Crooked Cop Fired After Forceful Arrest Caught On Video And Victim Awarded Cash

Derrick Thompson and Trooper Charles Hewitt from a 2019 arrest video.

The Virginia State Police has fired a state trooper caught on video violently arresting a black motorist and telling him, “You’re going to get your ass whooped” — more than two years after the incident, according to new reports.

Trooper Charles Hewitt was fired in February for his role in the 2019 traffic stop in Fairfax County, an attorney representing driver Derrick Thompson told the Washington Post.

Video recorded by Thompson, 29, during his arrest — which went viral last summer — showed Hewitt playing to the camera, looking it dead in the eye and saying, “Watch the show, folks,” before yanking Thompson out of the car.

“Get off my neck, sir. You are harming me,” Thompson can be heard saying off-camera.

Derrick Thompson and Trooper Charles Hewitt from a 2019 arrest video.

The arrest came after Thompson filmed Hewitt unlocking and opening the car door while threatening to hurt him.

“Take a look at me. I’m a f–king specimen right here, buddy. You have gotten on my last nerve,” Hewitt tells Thompson — who repeats variations of “my hands are up,” “I’m being threatened,” and “I am in no threat to these officers” throughout the arrest.

“You have gotten on my last nerve, all right?” Hewitt tells him. “You’re going to get your ass whooped in front of the Lord and all creation.”

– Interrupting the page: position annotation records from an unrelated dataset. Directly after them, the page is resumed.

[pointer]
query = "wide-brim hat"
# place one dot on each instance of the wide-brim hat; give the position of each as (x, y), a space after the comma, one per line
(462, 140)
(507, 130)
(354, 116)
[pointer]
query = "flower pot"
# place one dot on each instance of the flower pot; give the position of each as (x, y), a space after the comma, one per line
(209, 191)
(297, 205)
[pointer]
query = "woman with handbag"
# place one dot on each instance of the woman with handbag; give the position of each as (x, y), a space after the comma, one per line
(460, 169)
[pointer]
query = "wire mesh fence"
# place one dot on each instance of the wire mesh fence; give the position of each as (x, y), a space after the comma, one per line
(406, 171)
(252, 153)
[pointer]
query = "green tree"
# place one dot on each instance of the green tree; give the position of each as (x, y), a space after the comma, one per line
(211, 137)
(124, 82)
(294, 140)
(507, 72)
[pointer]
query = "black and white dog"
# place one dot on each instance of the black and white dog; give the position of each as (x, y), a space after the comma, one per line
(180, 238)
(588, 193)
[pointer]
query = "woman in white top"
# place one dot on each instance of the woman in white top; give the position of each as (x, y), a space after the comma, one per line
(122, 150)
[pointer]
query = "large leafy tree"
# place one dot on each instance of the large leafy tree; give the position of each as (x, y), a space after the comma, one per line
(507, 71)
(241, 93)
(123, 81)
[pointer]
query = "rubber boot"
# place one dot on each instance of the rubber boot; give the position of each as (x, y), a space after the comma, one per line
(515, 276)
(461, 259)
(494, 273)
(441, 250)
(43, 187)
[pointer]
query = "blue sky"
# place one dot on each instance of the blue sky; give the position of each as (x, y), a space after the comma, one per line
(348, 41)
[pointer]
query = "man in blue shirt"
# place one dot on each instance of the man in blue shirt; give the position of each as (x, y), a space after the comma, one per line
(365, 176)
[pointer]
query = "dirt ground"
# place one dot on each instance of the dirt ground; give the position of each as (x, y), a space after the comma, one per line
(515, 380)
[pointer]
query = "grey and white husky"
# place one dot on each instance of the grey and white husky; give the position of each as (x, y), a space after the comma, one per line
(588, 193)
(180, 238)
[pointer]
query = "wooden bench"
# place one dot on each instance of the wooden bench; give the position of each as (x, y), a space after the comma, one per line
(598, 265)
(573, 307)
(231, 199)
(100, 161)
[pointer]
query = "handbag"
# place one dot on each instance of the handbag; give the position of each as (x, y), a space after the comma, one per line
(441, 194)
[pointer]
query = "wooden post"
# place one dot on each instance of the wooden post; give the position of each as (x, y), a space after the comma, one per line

“You can bring that with you. I’ll let you film that whole thing,” he says before violently removing Thompson from the vehicle.

Derrick Thompson and Trooper Charles Hewitt from a 2019 arrest video.

Thompson pleaded guilty last year to misdemeanor obstruction of justice, but all other charges stemming from the arrest were dropped.

Video of the arrest went viral last July. At the time, the state’s superintendent of police said Hewitt’s conduct was not “in agreement with the established standards of conduct required of a Virginia trooper.”

Thompson sued Hewitt and the state last year, and received $20,000 in a settlement reached this month, attorney Joshua Erlich said. The Virginia State Police declined to admit wrongdoing.

“Mr. Thompson filed this case because Trooper Hewitt’s behavior was unconscionable, and Mr. Thompson is happy with the outcome,” Erlich said.

“He thought he deserved — and received — monetary compensation. And although the VSP did not admit to any wrongdoing, Mr. Thompson is heartened Trooper Hewitt is no longer on the street and thinks Virginia is safer for it.”